In his book, Hassoun explains his belief that there should be a global public health label that pharmaceutical companies can put on their over-the-counter products, underscoring their commitment to expanding access to lifesaving medicines in developing countries. Hassoun believes these widespread labels will provide billions of dollars in incentives for companies to improve access to essential medicines.
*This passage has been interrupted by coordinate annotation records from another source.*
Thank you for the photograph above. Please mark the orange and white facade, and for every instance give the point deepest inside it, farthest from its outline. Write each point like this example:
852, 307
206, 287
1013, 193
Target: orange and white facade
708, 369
In this system, consumers can determine which companies are saving lives with their medicines.
Jessica O’Keefe, a double major in English and philosophy, politics and law, said she thinks such a global initiative could be effective.
“Hopefully with the long-term encouragement of this label and other types of labels like this, we can gradually begin to support products and companies that align with our values and try to create a better future for all,” O’Keefe said. “We can then weed out the most malicious business practices or capitalist techniques.”
Charles Goodman, director of the philosophy, politics and law program, commented on Hassoun’s work, saying that raising awareness about unethical drinking can promote active change among consumers.
“When today’s ethical consumers realize that by simply choosing certain consumer products, they can help provide the world’s poor with access to the medicines they need, at least some of them are likely to change what they buy, so companies will have a reason to improve their policies,” Goodman wrote in an email. “As a result, more children will be able to grow up healthy, and more adults will be able to work and develop their own solutions to the problems facing them and their societies.”
Ethics tends to have many gray areas, according to Development Education. Some practices tend to be universally considered unethical. However, some practices are not as universally considered ethical or unethical, such as bicycling to school rather than driving. Therefore, Hassoun explained that ethical consumption is an imperfect system.
In light of some of its flaws, Hassoun still believes that ethical consumption can be a major tool that can be used to promote change.
“At the end of the day, we have to make decisions that will make things better,” Hassoun said. “And it may be ironic that the best way to help people gain bargaining power is to exercise our own purchasing power.”